Why does Microsoft have to pay a hefty fine to ECC



The European Union fined Microsoft Corp 561 million euros on Wednesday for failing to offer users a choice of web browser, an unprecedented sanction that will act as a warning to other firms involved in EU antitrust disputes. It said the U.S. software company had broken a legally binding commitment made in 2009 to ensure that consumers had a choice of how they access the Internet, rather than defaulting to Microsoft's Explorer browser.

An investigation found that Microsoft had failed to honor that obligation in software issued between May 2011 and July 2012, meaning 15 million users were not given a choice.
While the sanction is sizeable, representing more than 11 percent of Microsoft's expected net profit this quarter and 1 percent of annual sales, the Commission could have charged the company up to 10 percent of annual global revenue.

Microsoft's share of the European browser market has fallen by more than half since 2008 to 24 percent. Google's Chrome has a 35 percent share, followed by Mozilla's Firefox with 29 percent, according to Web traffic analysis company StatCounter.

Microsoft has announced that it has no plans to appeal, an unprecedented servile move by the software giant. The natural question is why is Microsoft so acquiescent all of a sudden.

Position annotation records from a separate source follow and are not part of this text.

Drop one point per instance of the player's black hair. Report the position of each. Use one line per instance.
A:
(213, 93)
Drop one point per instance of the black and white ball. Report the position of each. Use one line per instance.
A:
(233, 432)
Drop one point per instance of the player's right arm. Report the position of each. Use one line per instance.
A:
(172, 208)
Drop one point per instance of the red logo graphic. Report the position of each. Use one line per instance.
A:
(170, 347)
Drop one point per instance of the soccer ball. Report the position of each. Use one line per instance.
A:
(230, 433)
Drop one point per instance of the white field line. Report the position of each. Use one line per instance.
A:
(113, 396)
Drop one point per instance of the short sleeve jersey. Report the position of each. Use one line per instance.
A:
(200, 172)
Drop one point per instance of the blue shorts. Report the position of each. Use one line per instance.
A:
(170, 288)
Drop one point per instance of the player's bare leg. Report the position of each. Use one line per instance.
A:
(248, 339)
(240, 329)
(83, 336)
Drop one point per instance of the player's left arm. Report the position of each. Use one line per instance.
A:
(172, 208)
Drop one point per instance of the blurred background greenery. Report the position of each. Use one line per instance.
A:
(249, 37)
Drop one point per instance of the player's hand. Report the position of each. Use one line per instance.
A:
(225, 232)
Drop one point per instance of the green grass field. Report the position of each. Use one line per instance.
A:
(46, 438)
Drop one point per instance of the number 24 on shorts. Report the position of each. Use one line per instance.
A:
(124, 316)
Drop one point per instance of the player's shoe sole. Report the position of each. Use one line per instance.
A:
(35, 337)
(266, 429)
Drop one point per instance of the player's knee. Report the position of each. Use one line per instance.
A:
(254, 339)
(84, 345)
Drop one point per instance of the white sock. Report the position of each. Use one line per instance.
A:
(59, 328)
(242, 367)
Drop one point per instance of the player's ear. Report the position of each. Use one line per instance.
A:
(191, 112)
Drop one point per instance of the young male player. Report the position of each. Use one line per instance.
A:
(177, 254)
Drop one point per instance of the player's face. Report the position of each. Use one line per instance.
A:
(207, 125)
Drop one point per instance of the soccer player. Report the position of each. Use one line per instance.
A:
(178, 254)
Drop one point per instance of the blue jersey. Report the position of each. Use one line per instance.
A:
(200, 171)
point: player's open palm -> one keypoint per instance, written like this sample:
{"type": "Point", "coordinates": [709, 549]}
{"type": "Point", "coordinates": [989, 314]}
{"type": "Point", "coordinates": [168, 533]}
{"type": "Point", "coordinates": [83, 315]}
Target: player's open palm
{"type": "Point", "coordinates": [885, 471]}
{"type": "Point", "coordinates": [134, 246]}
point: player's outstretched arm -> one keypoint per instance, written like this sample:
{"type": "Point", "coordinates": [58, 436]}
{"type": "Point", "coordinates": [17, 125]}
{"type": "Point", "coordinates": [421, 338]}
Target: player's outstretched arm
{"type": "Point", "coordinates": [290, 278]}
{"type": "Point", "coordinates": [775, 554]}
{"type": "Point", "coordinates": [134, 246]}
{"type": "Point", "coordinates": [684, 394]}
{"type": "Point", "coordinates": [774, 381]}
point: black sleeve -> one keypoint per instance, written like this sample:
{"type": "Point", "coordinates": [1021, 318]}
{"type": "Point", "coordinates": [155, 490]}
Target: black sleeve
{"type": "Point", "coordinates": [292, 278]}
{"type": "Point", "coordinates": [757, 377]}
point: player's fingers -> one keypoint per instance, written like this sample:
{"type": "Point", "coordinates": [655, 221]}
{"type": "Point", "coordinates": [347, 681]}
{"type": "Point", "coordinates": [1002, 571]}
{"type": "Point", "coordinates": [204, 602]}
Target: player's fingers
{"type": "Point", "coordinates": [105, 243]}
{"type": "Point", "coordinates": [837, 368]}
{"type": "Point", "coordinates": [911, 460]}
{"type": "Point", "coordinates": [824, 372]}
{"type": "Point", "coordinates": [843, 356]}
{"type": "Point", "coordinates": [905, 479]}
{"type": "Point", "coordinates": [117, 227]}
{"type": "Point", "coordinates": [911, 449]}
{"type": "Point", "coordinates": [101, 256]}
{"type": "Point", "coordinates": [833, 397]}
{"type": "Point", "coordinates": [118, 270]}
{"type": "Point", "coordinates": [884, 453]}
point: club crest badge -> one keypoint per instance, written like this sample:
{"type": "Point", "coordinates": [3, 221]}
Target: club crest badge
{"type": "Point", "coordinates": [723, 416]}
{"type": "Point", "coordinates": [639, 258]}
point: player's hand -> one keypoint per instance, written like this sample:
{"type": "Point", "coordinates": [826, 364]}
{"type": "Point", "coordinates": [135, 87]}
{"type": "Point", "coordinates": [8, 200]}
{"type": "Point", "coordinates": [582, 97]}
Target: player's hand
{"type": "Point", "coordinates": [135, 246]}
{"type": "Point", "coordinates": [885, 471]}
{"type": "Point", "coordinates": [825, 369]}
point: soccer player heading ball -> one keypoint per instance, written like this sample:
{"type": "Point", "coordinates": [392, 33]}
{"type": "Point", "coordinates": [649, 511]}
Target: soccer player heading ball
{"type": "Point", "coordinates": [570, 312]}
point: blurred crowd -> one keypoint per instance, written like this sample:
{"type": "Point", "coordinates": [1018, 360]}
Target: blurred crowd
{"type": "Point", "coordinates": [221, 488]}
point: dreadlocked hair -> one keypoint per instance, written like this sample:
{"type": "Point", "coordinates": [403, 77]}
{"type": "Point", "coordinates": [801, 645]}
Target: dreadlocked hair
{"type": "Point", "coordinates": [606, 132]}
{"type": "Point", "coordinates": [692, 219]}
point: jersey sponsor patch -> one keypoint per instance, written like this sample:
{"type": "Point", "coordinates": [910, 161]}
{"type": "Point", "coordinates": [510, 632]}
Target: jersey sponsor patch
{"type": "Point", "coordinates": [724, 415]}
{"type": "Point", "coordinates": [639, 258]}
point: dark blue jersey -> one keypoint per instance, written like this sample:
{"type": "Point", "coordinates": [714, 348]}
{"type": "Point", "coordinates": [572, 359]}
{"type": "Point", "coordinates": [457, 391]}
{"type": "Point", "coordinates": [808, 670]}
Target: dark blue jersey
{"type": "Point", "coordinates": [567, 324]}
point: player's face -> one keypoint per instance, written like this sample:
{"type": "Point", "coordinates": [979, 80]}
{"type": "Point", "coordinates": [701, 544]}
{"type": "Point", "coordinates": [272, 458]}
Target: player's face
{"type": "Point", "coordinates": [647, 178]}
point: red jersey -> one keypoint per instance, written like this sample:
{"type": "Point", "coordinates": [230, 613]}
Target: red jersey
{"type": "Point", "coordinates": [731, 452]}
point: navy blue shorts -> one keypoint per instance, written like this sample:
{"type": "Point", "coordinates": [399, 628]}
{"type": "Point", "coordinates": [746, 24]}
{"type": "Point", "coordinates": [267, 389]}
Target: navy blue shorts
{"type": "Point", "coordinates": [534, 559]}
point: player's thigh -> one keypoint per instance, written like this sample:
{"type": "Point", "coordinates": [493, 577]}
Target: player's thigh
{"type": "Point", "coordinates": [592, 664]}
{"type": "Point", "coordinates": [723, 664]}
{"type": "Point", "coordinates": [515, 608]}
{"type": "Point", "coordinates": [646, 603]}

Well, Microsoft has actively refused to support competing browsers, making repeated updates, which introduced instabilities for other browsers - until both the European Competition Commission and equivalent US authorities intervened. This was entirely intentional on Microsoft's part - this was blatantly a strategy for dominating the browser market (since that in itself would protect and help monopolize the .NET ecosystem, Microsoft investments in B2B services, etc.).
To this end, even after Windows was required to stable support for 3rd party browsers, just as it already had done so with other application software, Windows continued to bundle Internet Explorer free by default, and require this bundling for all newly purchased Windows computers. Imagine that you are running a large business or educational institution - all computers would come off the shelf set up with IE. If you wanted something else, you would need authorized administrators to manually install and reconfigure every machine. Imagine you're a consumer - you would by default be hit with IE, and would probably only migrate to something else if friends or family somehow pushed or informed you to do so.
Is this what we want? Surely it's clear that this was both a social and economic disaster, and Microsoft's anticompetitive practices should have been tackled much sooner.
Some competition cases are ambiguous - this one wasn't. Microsoft has been stung appropriately.

Reuters: Microsoft's new EU fine

Yet it is not officials that did decide this. Rather, a number of other browser providers (including Firefox) raised a case with and submitted evidence to the Competition Commission. They won the case. Microsoft was first required to support other browsers. Then it was required to provide an equal choice with at least one non-Microsoft browser.
This was a solution proposed by Microsoft, rather than proposed by officials. Microsoft was independently responsible for complying with (and maintaining compliance with) this legal requirement - which is why Microsoft was able to defy the ruling (accidentally, it claims) for over a year.
This is a rare instance of government working well.
The browser bailout was an idea invented by Microsoft itself. It was not imposed on it; it was Microsoft, who offered to do this in exchange of not being fined at the time.

So, Microsoft promised something, then later decided to break its promise. Genuine technical error or not (I don't buy this excuse for a second!) - Microsoft broke the contract and what happens now is just the non-performance clause coming into effect. I believe that even this amount they got fined now is smaller, than they should have been - but in my opinion the EU is giving them second chance (and probably some EU commissioners suddenly became a bit richer).

Given the punishment imposed on Microsoft many are wondering why Apple (Macs) or Google (Chromebooks) are not suffering the same fate.

Apple: You can uninstall Safari from OS X any time you want. It is just an application, like any other. You can install any available browser on OS X. Plus, Apple happens to provide their software only on the hardware they sell. They do not force any third party (like an Microsoft OEM) to bundle any of their software with their hardware, because there are no third parties involved.

Google: The ChromeOS is more or less the Chrome browser itself. You can't replace the browser, because that is all the OS you get anyway. In theory, if someone decides to write an embedded browser to run on the Linux kernel that powers ChromeOS, it would be possible to replace it. But consider the browser as part of an embedded system. You could load any other OS on the Chromebook hardware, if you know how - but we are talking about browsers here anyway.

Open Source UNIX: I will not limit it here to "Linux", although this is what most people think when they see Open Source UNIX. Just like any other UNIX, these are modular and the OS itself does not include browser of any kind. Some come with a preinstalled third party browser, like Firefox. Some come with a GUI environment native browser like KDE's Konqueror, some come with Opera etc. On UNIX systems, you can replace any part of the system with any other part you like, not just the browser. So there is no issue with browser choice here - in a way, you are forced to make it.